During the 2010 legislative session, lawmakers in the Idaho House and Senate couldn't come to an agreement on how to prevent drivers from using their cell phones to text while driving.  The bill to prevent the practice died through a procedural maneuver on the last day of the session, but one lawmaker, Rep. Marv Hagedorn, R-Meridian, says the issue will be back during the 2011 legislative session.  Hagedorn told IdahoReporter.com Thursday that he is working with local law enforcement agencies to craft a new texting ban.

State Rep. Raul Labrador, R-Eagle, killed the final version of the texting ban, which had already received the blessing of the Idaho Senate, on the grounds that it would have been impossible for officers to enforce the ban without subpoenaing a driver's phone records into court.  Hagedorn himself argued against the ban, saying that officers would have to prove drivers were texting and not dialing the phone, an all but impossible feat.

Hagedorn's proposal for the 2011 session, which he says is still in the works, would create an entirely new category of offenses for those who do a number of things that lead to distracted and unsafe driving, including texting.  State law already provides for prosecution of those cited for inattentive or reckless driving,  but Hagedorn's bill would create "negligent driving," which could be used against those who text, eat, read, or practice other unsafe behaviors behind the wheel of a moving vehicle.

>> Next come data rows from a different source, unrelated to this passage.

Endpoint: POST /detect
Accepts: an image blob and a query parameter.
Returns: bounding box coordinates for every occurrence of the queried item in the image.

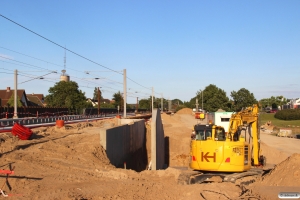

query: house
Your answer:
[27,93,45,107]
[0,87,28,107]
[86,98,112,107]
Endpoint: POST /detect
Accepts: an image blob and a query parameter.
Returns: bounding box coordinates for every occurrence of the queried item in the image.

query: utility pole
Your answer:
[201,90,203,112]
[98,87,101,115]
[151,87,154,112]
[160,93,164,112]
[123,69,127,118]
[13,70,18,118]
[136,97,139,113]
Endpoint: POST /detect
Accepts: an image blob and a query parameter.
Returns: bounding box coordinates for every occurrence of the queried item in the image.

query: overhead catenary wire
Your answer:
[0,14,164,99]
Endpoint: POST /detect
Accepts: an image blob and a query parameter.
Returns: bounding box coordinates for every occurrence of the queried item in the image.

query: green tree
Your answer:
[231,88,258,112]
[190,84,231,112]
[7,94,23,107]
[139,99,151,110]
[45,81,92,113]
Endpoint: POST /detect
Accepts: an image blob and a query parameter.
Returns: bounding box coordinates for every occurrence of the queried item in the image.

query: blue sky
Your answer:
[0,0,300,103]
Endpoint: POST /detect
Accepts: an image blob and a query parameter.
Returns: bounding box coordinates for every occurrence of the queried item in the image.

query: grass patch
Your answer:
[259,113,300,134]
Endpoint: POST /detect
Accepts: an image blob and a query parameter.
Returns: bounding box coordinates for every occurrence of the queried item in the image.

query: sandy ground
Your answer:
[0,109,300,200]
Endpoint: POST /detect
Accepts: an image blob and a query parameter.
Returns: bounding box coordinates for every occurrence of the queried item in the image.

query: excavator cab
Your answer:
[190,105,265,172]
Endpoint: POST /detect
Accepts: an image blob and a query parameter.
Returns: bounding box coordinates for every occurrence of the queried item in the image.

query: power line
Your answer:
[0,14,165,97]
[0,14,120,74]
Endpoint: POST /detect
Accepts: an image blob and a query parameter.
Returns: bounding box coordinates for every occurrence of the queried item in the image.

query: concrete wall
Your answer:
[151,109,166,170]
[100,119,147,171]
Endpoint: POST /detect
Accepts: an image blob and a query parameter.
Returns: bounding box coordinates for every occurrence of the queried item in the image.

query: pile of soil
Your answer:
[258,153,300,187]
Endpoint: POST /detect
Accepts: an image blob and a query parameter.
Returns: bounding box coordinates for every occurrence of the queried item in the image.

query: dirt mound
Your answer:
[260,153,300,186]
[176,108,193,114]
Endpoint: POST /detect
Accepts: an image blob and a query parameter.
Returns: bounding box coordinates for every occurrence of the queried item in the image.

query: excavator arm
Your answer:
[228,104,264,166]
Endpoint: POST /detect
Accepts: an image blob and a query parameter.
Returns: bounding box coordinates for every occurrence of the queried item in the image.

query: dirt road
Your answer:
[260,132,300,156]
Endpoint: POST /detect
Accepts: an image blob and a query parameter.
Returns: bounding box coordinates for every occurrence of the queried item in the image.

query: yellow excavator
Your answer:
[189,104,266,184]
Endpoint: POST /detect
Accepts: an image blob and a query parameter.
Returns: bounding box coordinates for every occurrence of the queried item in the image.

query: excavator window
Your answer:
[215,129,226,141]
[196,129,212,140]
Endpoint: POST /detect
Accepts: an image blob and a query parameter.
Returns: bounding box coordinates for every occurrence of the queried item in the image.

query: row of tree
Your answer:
[37,81,287,112]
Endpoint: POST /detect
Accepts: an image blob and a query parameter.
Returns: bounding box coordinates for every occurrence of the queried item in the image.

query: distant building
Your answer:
[0,87,28,107]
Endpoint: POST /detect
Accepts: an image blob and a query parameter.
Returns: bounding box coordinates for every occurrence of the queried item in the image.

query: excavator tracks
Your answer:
[178,168,264,185]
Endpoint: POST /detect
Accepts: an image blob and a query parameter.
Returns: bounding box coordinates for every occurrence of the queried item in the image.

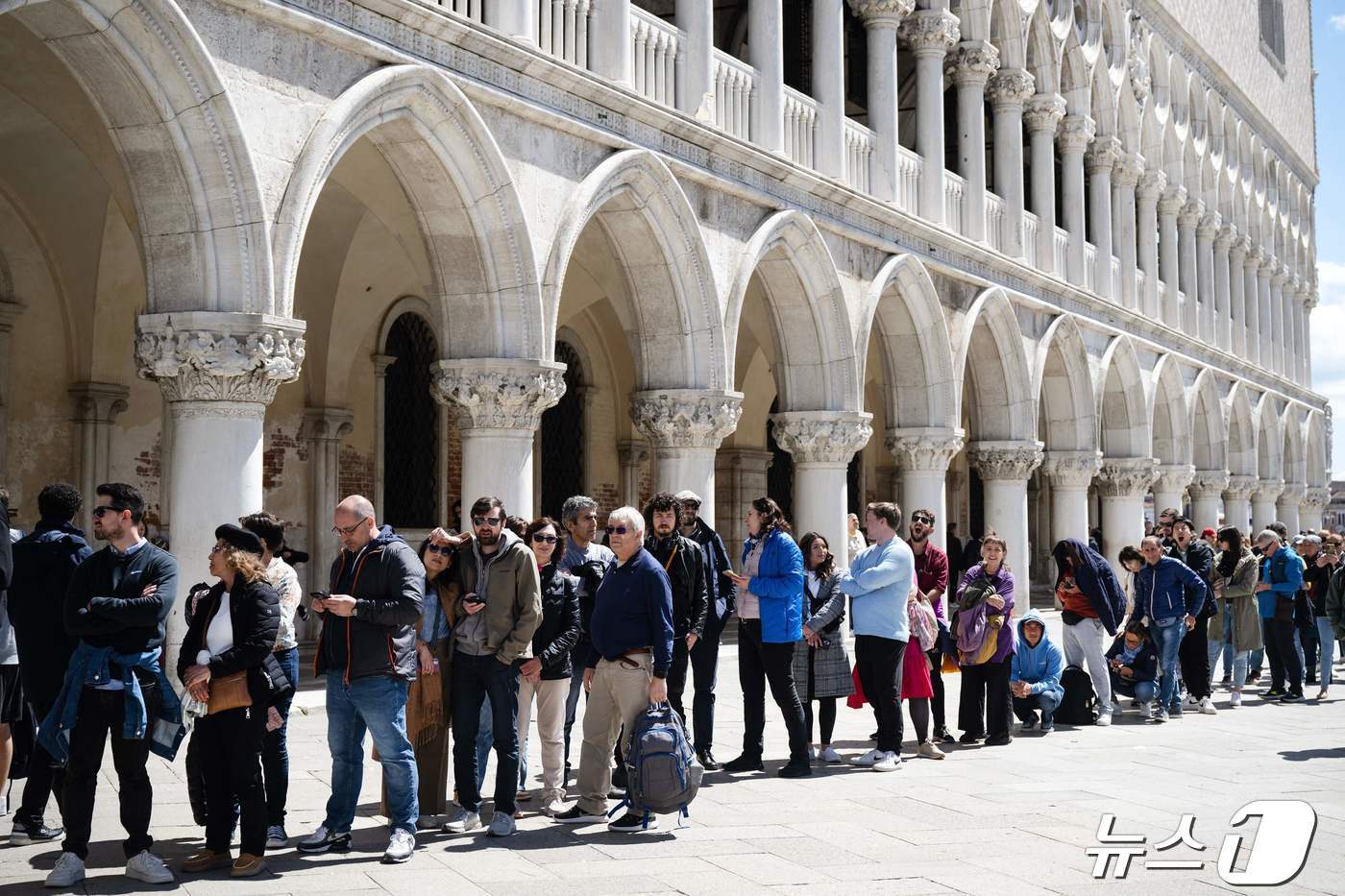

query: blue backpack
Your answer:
[609,704,705,826]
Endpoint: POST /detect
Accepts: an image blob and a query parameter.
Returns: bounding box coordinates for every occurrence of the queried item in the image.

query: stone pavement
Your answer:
[0,612,1345,896]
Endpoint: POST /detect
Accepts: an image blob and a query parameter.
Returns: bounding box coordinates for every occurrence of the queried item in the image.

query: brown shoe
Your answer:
[182,849,234,875]
[229,853,266,877]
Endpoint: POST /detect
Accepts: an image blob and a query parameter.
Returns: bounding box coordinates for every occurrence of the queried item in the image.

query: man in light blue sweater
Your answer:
[841,502,916,771]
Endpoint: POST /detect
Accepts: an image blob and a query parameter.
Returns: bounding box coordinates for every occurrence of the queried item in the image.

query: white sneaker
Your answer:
[47,853,84,889]
[850,749,882,768]
[873,751,901,771]
[127,849,174,884]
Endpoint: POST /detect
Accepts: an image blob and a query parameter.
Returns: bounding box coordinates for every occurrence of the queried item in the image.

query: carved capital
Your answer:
[770,410,873,466]
[967,441,1042,480]
[430,358,565,430]
[1041,450,1102,490]
[887,427,962,472]
[631,389,743,448]
[135,311,304,405]
[1097,457,1158,497]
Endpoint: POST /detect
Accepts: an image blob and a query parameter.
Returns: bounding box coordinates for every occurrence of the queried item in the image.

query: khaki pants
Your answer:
[578,654,653,815]
[518,677,571,806]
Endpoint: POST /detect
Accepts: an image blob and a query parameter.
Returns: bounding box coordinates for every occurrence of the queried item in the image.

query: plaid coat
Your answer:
[794,576,854,702]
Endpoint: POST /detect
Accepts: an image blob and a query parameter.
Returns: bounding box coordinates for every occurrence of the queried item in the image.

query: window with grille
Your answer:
[383,312,443,529]
[541,342,584,520]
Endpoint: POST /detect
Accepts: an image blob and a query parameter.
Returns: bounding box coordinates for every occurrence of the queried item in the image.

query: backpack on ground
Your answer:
[1055,666,1097,725]
[611,702,705,828]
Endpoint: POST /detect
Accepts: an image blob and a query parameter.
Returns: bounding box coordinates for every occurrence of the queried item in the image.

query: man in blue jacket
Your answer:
[1130,536,1207,722]
[1257,529,1304,704]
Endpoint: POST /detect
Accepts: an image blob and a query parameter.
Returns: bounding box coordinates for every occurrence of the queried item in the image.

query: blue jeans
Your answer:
[1149,618,1186,708]
[323,672,420,835]
[452,651,518,815]
[261,647,299,828]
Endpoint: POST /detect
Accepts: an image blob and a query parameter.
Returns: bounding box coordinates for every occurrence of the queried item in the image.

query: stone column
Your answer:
[1097,457,1157,576]
[1022,93,1065,275]
[1042,450,1102,546]
[1252,479,1284,536]
[1087,137,1120,299]
[1224,476,1259,534]
[430,358,565,524]
[850,0,916,202]
[1154,464,1196,514]
[948,40,999,242]
[988,68,1033,258]
[66,382,130,529]
[967,441,1041,586]
[753,0,784,153]
[134,311,306,668]
[631,389,743,526]
[302,407,352,624]
[608,440,650,510]
[770,410,873,567]
[1158,184,1186,329]
[887,427,962,547]
[901,10,958,224]
[1190,470,1228,530]
[1056,115,1091,286]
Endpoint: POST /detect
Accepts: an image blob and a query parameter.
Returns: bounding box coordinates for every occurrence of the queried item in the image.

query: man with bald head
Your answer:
[299,496,425,862]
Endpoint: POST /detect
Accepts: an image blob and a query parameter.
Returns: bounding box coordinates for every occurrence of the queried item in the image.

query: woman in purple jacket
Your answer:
[958,531,1015,747]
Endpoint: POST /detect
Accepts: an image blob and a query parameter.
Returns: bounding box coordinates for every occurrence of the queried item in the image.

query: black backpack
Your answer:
[1055,666,1097,725]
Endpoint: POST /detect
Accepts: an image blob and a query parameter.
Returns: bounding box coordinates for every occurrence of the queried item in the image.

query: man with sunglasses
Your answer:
[444,496,542,836]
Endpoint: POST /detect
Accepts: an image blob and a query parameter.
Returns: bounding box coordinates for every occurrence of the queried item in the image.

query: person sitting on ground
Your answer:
[1107,621,1158,718]
[1009,610,1065,735]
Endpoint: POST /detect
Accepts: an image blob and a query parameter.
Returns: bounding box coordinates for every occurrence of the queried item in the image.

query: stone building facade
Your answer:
[0,0,1331,642]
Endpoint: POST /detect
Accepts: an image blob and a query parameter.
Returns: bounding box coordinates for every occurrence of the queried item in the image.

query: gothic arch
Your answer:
[0,0,271,313]
[725,211,862,410]
[542,150,730,390]
[275,64,540,358]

There would be one catch for officers trying to enforce the law if it's passed next year: those using cell phones or eating behind the wheel would also need to exhibit unsafe driving, such as speeding or weaving.  When asked about potential scenarios that would not warrant a ticket under his plan, Hagedorn explained that a law enforcement official could observe someone eating behind the wheel, but would be unable to ticket that person unless he or she was driving unsafely.

The penalty for Hagedorn's bill would be a citation, which would mean a fine and court costs for offenders.  The plan would also leave the door open for officers to ratchet up the charge to inattentive driving if they feel a driver's behavior is particularly dangerous.  If charged with that offense, potential offenders would face a misdemeanor charge, which would likely mean a fine, but jail time could also be possible if convicted.

Hagedorn stressed that the bill he's working on is not yet complete.  "I have talked with some other lawmakers, the Meridian Police Department, Idaho State Police, and Fraternal Order of Police and am trying to make sure that everyone I talk to is comfortable with the final product," said Hagedorn.